With more than $8.6 billion in federal infrastructure spending about to flow into Massachusetts, some Black businesses leaders are criticizing rules that will make it more difficult for some bigger and more successful minority-owned businesses to land contracts.

Under current federal regulations, smaller minority and women-owned businesses have an advantage in getting infrastructure contracts, but bigger firms making more than $10 million a year are excluded in some cases from the preferential contracting program aimed at increasing the use of diverse contractors.

The Biden Administration’s $1 trillion infrastructure law, signed last month, will build roads and bridges, improve ports, rail transit and the power grid, replace lead pipes in public water supplies and expand broadband internet, among other things.

On transportation projects alone, the White House has set a goal of spending 10% of the $370 billion with small disadvantaged businesses – which includes firms owned by minorities, women and veterans. But the program is limited only to firms with low revenues.

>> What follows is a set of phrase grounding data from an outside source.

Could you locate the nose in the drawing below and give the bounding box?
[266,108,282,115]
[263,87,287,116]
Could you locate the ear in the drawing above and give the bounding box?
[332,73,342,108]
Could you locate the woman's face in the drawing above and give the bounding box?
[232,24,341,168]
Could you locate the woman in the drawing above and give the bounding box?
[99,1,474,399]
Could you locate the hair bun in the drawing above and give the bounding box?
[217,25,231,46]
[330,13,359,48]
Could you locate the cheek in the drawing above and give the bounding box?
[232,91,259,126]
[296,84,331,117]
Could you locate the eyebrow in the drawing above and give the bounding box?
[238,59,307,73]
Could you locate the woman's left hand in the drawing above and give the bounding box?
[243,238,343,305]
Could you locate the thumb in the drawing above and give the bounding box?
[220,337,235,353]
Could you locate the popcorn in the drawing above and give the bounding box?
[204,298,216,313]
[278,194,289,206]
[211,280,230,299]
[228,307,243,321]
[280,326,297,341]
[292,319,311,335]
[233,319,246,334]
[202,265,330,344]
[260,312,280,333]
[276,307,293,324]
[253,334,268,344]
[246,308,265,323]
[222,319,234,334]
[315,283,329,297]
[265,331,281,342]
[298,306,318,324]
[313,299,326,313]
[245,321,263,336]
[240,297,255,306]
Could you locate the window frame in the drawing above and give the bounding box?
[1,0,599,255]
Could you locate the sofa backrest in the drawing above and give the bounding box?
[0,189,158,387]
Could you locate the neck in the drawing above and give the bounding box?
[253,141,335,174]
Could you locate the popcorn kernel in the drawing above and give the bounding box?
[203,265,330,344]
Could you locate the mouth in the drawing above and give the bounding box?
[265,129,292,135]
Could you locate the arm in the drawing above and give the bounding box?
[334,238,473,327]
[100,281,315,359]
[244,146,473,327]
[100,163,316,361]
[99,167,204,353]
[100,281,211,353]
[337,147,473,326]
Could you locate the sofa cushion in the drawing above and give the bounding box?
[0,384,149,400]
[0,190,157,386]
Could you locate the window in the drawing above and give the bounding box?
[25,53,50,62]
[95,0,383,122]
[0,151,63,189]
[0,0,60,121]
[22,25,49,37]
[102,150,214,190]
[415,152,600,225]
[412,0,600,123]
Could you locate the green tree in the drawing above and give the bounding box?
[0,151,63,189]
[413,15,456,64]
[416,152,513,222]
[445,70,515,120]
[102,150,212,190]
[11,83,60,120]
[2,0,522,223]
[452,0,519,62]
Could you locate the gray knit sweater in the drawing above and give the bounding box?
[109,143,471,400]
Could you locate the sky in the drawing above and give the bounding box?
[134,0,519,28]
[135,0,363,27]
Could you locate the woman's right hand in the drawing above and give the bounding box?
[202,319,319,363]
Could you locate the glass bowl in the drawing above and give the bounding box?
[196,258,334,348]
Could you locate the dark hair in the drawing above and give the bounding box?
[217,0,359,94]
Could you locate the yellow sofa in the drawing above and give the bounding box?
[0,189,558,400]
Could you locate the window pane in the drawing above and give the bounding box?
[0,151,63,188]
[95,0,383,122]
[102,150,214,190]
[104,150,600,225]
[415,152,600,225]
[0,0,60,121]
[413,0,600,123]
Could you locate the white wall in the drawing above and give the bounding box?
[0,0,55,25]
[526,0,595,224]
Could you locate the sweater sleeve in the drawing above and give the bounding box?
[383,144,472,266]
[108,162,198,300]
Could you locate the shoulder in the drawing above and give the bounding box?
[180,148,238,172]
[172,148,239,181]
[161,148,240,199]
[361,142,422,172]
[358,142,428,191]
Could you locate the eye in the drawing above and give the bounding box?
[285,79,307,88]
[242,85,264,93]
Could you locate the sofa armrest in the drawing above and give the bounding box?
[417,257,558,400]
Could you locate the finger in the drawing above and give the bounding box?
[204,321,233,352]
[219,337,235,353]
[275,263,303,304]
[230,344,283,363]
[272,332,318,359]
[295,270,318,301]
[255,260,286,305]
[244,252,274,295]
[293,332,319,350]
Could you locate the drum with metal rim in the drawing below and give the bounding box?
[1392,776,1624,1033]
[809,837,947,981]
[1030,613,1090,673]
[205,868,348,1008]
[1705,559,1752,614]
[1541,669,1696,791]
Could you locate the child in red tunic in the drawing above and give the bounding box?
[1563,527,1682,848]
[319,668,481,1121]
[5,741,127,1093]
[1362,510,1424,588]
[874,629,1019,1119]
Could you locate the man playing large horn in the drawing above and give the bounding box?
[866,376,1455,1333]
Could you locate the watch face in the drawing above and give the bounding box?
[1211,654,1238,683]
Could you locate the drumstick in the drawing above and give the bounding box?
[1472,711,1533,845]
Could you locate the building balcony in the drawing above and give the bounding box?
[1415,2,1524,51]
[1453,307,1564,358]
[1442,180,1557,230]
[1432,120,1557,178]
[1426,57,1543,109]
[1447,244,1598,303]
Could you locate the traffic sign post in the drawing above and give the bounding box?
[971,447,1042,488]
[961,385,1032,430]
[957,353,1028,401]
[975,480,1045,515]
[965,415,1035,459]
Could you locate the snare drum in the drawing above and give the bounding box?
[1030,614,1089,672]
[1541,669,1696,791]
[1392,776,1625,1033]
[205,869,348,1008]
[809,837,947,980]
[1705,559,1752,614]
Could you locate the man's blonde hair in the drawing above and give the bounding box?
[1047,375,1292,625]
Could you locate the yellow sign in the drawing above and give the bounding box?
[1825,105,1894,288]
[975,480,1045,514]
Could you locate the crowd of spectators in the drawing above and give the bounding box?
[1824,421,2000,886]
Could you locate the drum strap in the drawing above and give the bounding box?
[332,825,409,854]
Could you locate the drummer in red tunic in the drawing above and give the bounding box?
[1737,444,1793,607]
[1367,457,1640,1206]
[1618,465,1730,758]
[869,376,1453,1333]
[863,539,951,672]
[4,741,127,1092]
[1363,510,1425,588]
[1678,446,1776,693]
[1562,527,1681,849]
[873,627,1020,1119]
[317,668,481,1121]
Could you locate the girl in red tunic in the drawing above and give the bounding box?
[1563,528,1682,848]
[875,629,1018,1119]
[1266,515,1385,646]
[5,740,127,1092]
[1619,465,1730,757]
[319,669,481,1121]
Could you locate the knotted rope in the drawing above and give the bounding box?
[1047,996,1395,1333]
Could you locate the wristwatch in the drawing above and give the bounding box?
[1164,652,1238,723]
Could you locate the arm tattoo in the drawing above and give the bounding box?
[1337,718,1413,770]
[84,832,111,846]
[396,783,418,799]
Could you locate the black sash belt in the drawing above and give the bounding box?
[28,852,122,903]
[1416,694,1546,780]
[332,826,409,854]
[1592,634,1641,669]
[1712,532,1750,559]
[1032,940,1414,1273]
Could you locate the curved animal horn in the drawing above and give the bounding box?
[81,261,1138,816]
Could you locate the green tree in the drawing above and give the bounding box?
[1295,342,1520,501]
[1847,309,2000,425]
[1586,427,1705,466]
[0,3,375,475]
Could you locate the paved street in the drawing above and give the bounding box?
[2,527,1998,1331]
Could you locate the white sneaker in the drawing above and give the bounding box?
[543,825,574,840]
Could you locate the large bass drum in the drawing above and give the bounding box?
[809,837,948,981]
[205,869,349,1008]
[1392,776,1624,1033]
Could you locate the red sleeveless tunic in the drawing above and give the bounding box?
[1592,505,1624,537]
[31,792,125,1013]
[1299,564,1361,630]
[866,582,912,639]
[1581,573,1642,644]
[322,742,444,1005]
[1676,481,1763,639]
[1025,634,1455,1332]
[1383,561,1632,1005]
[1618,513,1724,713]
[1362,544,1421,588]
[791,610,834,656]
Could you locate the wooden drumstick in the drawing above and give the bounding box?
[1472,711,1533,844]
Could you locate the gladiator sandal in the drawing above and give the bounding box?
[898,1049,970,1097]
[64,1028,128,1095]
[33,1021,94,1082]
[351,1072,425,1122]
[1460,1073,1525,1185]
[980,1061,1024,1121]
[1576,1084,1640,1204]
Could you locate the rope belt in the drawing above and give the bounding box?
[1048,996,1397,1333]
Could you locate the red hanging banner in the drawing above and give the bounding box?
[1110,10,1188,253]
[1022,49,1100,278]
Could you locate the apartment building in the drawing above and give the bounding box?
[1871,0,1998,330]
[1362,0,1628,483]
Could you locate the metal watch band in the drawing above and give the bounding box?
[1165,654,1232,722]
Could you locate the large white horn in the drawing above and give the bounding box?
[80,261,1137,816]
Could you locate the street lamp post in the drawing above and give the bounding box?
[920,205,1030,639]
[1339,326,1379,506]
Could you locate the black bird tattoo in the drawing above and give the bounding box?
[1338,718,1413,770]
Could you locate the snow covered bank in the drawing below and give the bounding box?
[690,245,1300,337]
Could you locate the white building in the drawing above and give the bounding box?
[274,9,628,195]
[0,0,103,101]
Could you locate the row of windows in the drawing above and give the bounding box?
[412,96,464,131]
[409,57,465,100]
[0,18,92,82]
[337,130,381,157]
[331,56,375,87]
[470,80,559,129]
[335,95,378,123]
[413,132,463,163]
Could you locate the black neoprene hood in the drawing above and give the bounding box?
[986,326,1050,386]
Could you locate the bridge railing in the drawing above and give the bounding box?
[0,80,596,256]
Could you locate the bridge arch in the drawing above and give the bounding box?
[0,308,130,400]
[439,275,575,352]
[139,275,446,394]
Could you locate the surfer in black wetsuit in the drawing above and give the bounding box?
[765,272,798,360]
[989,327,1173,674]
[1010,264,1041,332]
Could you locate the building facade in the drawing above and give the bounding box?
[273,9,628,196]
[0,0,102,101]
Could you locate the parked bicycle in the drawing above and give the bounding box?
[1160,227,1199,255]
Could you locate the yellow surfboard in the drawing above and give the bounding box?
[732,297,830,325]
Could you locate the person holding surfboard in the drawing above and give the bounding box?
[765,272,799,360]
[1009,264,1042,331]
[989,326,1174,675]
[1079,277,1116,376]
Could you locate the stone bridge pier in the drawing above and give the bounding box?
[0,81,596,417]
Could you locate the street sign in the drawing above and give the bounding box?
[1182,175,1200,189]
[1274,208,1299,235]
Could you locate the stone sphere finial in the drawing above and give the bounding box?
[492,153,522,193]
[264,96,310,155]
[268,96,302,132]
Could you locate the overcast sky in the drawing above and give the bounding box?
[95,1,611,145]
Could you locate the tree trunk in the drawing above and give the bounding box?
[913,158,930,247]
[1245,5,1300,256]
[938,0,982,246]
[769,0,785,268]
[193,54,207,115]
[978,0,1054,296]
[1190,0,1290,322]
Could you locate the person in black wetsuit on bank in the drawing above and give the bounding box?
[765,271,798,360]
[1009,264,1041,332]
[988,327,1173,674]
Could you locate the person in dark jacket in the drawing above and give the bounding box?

It’s unknown how many "disadvantaged" businesses in Massachusetts would try to win contracts and sub-contracts on infrastructure projects in the coming decade.

Greg Janey, president of Boston-based Janey Construction Management, told GBH News that the federal law puts too much emphasis on the annual revenues of contractors and not enough on their race and ethnicity in determining which companies should get a leg up on contracts.

“The language needs to be more detailed about what portion of those funds will be allocated towards minority businesses and not necessarily a small business,” said Janey, who is Black. As currently drafted, the program is “a race-neutral threshold and not a race-conscious threshold.”

Racial diversity was central to a development plan devised by Massport several years ago that made Janey’s firm one of the lead construction companies to build the $550 million Omni Boston Hotel, which opened last September.

Critics say that Washington’s plan to steer billions of dollars in infrastructure spending to disadvantaged businesses will need to include bigger and more experienced minority-owned businesses, not just the small ones.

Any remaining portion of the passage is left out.